How do you create a culture where innovation and experimentation are encouraged daily?
At Klaviyo, we treat culture as a product. We’ve explicitly built it on rapid experimentation, fast learning and working autonomous-first. This encourages innovation to happen on a daily basis.
Our teams are anchored in clear outcomes, “Know the score,” and encouraged to run fast iterations that move those metrics. We optimize for short cycles and learning though “Move fast, no shortcuts.” In practice, that looks like lightweight experiment briefs, which include hypothesis, success metric and guardrails, shipping in days or weeks, and treating “What did we learn?” as the primary success criterion, even when the result isn’t what we hoped for.

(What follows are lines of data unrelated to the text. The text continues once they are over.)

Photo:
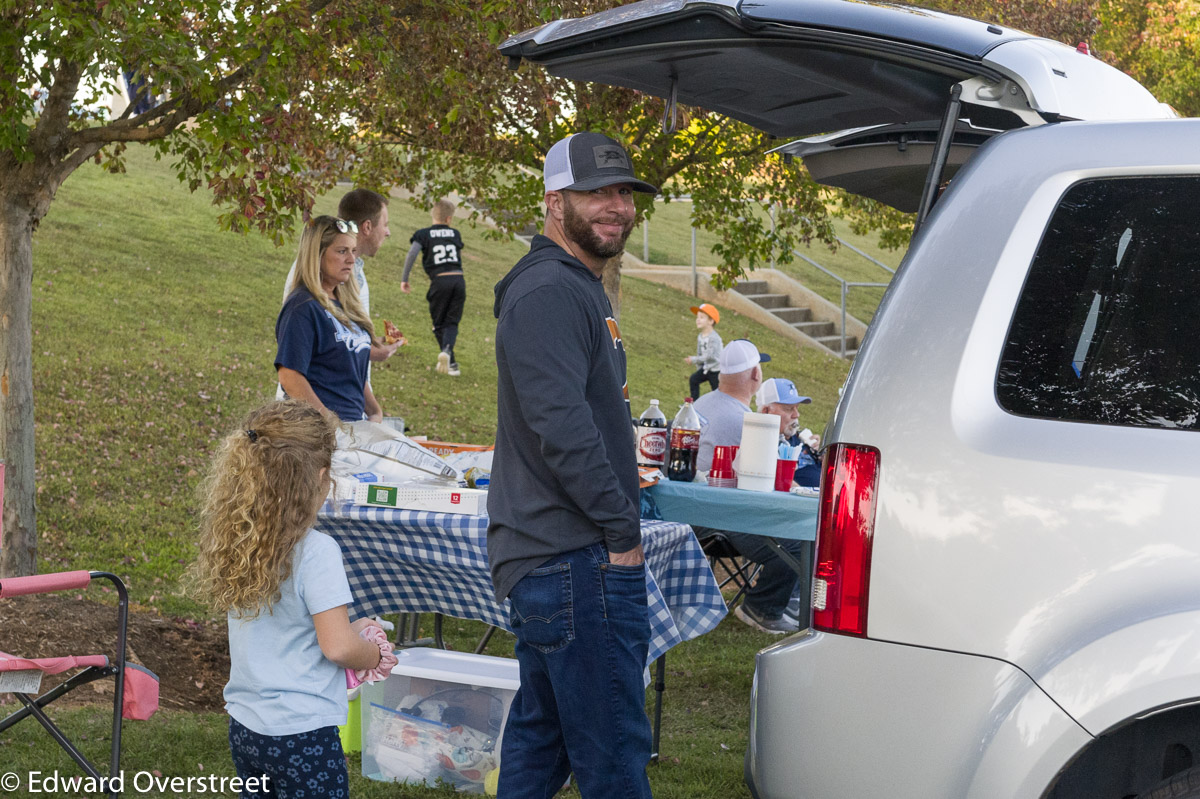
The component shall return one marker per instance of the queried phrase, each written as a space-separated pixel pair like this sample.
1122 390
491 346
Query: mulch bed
190 658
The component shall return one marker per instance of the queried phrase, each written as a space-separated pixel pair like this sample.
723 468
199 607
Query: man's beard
581 234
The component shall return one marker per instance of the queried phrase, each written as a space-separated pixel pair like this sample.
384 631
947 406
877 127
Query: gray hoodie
564 473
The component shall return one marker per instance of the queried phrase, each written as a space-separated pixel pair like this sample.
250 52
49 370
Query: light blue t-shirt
720 425
280 683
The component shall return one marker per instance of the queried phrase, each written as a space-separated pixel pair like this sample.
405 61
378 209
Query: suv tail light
845 533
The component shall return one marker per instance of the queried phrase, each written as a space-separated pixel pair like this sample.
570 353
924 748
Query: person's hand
633 558
382 352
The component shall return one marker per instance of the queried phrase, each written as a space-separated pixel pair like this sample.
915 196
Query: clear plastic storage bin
438 716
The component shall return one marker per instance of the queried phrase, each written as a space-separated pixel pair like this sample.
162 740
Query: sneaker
774 626
792 612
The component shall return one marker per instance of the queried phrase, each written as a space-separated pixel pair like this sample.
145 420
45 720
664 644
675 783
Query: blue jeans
583 631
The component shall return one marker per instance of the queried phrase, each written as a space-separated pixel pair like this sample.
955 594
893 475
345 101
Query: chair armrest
58 581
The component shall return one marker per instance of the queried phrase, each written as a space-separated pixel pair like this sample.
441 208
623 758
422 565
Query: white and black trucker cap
586 161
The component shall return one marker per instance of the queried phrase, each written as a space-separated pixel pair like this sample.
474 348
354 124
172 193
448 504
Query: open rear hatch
803 67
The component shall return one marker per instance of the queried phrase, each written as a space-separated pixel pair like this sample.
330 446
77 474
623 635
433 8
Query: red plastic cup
784 473
723 463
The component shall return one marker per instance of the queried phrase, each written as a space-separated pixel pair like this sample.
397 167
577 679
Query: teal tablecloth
775 514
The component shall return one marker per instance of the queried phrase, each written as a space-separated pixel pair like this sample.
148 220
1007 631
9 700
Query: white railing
845 284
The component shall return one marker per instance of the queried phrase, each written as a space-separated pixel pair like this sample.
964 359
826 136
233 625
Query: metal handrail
845 289
843 282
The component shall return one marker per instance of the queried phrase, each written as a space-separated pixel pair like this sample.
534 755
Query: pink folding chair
136 695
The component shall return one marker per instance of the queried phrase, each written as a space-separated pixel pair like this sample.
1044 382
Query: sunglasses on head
343 226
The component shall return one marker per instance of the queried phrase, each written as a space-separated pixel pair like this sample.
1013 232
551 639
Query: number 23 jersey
441 248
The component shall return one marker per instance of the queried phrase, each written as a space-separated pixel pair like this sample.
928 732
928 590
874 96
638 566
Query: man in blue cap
778 396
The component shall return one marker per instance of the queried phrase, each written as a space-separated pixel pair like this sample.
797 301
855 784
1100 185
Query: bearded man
564 540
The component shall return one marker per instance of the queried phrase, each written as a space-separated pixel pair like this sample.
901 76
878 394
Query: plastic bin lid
459 667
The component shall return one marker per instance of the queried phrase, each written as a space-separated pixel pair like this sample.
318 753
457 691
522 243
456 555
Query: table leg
408 626
483 642
660 685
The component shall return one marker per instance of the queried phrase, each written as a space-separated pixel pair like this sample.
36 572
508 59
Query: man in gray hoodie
564 540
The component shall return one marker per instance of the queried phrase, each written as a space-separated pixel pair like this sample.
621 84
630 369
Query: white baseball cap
739 355
586 161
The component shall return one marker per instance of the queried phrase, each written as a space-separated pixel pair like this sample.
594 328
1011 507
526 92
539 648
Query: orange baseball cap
713 313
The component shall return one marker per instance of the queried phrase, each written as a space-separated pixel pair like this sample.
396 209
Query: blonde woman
323 334
285 590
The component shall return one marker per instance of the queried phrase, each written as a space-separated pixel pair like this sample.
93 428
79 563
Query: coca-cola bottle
652 437
684 444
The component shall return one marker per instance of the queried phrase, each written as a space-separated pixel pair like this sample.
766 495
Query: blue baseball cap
781 391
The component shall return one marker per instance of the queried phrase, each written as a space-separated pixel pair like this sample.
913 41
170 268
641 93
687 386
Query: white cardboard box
439 715
431 498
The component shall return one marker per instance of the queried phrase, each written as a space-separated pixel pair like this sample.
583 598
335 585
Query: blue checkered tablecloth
420 562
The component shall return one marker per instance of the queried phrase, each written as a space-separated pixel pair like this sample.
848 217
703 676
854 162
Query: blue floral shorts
305 766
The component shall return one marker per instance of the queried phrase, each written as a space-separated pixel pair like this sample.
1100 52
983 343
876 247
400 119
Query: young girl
707 359
285 590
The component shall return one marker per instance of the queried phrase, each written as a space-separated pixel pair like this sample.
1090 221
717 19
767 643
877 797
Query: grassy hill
154 334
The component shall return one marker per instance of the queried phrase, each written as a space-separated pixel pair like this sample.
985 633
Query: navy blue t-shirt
331 356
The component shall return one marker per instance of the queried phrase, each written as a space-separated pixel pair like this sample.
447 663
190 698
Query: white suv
1007 588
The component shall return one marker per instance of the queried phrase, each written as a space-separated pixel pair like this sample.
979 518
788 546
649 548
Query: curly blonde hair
261 497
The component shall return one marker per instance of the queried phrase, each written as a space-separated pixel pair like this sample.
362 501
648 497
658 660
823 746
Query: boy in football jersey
441 250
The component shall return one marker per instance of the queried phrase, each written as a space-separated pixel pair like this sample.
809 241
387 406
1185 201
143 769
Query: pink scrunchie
388 660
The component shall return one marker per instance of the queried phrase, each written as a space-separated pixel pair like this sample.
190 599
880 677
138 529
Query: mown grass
702 746
670 242
154 334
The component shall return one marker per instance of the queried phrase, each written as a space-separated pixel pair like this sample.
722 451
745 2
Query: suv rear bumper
834 716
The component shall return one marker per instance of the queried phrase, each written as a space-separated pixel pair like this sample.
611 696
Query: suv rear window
1108 325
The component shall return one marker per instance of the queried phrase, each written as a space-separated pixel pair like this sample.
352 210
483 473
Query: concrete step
771 300
834 343
816 329
751 287
791 316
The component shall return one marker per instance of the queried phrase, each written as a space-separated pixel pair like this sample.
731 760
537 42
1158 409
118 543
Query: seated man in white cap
720 412
779 396
720 425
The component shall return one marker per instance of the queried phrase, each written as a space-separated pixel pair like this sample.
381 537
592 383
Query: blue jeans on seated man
777 581
583 632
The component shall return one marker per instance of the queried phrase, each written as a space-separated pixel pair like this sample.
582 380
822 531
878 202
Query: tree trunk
611 278
18 548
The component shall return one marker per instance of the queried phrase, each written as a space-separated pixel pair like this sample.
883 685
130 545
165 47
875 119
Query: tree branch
173 113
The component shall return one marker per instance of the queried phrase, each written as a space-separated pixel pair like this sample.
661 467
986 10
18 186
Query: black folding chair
738 570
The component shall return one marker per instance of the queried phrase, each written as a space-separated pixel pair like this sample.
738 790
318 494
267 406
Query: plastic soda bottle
684 444
652 437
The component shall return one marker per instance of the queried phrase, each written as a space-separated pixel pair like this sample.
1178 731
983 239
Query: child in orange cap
707 359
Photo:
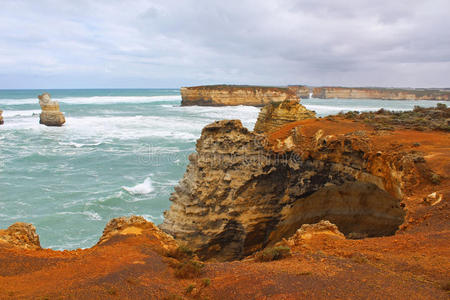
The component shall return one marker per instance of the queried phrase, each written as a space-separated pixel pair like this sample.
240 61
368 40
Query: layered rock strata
243 190
379 93
136 226
275 115
21 235
50 115
224 95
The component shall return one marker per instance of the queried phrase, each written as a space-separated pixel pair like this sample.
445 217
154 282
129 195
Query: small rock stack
275 115
50 115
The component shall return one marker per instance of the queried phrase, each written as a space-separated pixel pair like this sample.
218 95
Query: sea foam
141 188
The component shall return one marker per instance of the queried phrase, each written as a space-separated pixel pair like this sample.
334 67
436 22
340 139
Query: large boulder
50 115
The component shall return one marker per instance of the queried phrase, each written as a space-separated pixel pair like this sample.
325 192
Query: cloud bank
110 43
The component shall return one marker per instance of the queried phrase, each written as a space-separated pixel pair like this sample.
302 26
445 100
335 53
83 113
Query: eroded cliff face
20 235
223 95
275 115
243 190
50 115
379 93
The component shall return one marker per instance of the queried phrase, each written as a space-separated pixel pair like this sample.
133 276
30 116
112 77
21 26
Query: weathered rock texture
275 115
21 235
242 191
380 93
222 95
308 231
50 115
302 91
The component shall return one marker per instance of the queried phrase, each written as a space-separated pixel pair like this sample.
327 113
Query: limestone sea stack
275 115
225 95
50 115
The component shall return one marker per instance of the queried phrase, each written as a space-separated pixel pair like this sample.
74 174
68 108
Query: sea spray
141 188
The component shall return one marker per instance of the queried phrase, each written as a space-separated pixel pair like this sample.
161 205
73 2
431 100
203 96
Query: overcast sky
173 43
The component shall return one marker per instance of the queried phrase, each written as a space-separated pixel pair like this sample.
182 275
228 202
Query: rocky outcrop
308 231
50 115
275 115
135 225
243 191
302 91
223 95
20 235
379 93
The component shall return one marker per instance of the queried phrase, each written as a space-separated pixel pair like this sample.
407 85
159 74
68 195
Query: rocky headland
348 206
379 93
224 95
50 115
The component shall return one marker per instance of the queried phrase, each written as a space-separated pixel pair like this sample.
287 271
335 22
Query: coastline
223 95
133 260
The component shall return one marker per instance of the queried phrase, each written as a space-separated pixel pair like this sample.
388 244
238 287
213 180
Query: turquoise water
121 152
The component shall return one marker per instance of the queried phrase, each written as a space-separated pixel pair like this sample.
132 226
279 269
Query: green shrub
275 253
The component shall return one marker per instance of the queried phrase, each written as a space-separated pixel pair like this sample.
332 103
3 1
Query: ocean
121 152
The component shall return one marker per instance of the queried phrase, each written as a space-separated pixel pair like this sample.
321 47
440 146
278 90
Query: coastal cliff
275 115
379 93
224 95
244 190
50 115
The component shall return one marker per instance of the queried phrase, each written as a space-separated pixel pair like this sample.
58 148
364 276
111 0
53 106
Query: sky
174 43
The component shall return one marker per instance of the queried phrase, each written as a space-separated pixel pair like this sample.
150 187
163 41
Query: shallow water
121 152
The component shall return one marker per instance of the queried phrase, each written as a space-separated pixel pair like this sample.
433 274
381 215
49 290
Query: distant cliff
379 93
224 95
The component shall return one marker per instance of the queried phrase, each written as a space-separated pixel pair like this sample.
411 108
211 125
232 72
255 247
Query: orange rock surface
379 93
131 264
224 95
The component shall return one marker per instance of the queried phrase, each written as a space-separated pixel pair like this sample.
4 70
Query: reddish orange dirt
413 264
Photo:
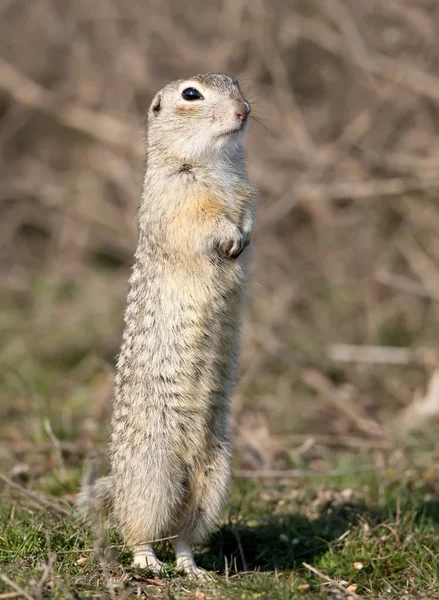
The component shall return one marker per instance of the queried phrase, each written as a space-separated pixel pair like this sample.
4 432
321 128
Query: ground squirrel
169 451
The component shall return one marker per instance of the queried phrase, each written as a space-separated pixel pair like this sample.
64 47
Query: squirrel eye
191 94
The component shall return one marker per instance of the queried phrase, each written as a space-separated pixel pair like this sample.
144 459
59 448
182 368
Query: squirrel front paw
232 247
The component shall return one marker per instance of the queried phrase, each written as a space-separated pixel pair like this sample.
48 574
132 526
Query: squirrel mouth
232 131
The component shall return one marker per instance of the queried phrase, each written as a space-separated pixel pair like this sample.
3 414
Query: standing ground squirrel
170 450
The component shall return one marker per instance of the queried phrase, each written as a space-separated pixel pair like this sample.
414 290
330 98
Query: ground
356 529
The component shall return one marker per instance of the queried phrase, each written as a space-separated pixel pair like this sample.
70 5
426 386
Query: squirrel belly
170 454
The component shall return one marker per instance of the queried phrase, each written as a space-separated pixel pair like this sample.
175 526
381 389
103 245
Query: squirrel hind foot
186 562
145 558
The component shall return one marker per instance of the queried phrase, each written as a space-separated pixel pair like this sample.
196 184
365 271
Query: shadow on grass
283 542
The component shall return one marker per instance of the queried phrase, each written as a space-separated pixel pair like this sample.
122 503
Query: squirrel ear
156 104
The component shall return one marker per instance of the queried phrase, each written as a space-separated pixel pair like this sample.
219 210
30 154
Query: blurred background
340 341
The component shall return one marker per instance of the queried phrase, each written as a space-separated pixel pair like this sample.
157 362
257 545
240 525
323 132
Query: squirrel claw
234 247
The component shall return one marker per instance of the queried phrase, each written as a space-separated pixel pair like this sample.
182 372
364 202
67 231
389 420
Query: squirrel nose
243 111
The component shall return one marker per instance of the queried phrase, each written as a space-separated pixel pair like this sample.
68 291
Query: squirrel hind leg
145 558
185 559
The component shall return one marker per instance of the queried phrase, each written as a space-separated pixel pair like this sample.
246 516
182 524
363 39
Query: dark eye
191 94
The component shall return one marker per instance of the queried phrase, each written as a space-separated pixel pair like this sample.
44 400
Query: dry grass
344 150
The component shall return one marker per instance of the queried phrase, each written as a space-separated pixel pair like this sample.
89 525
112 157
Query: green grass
376 531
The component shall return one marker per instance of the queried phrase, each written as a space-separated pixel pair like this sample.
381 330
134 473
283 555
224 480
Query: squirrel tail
95 500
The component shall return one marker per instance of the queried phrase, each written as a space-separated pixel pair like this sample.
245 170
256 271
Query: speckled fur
170 450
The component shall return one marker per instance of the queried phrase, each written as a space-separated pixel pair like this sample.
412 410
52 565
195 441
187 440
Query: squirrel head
198 118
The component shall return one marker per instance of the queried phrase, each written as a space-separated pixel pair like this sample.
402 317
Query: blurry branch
102 128
280 473
356 190
408 76
38 499
423 408
372 354
404 284
342 400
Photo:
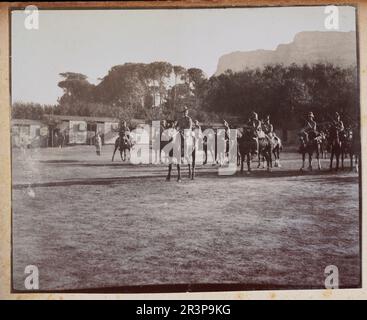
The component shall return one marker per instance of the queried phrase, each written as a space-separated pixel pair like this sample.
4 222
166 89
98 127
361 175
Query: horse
124 144
350 146
324 146
335 146
310 144
276 147
188 140
247 145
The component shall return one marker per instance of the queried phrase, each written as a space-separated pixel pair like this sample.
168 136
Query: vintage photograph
175 150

We also emphasize high agency and ownership. “Drivers wanted” means the people closest to the problem are expected to act, not wait. If you see something broken, you own fixing it or pulling in the right people. With a focus on working autonomous-first, we encourage teams to experiment with different AI tools to develop our own processes and internal tools.
Lastly, we stay hungry, stay humble, and operate as if we are 1 percent done. This mindset enables us to learn from our mistakes, experiment with new things every day, and adapt very quickly.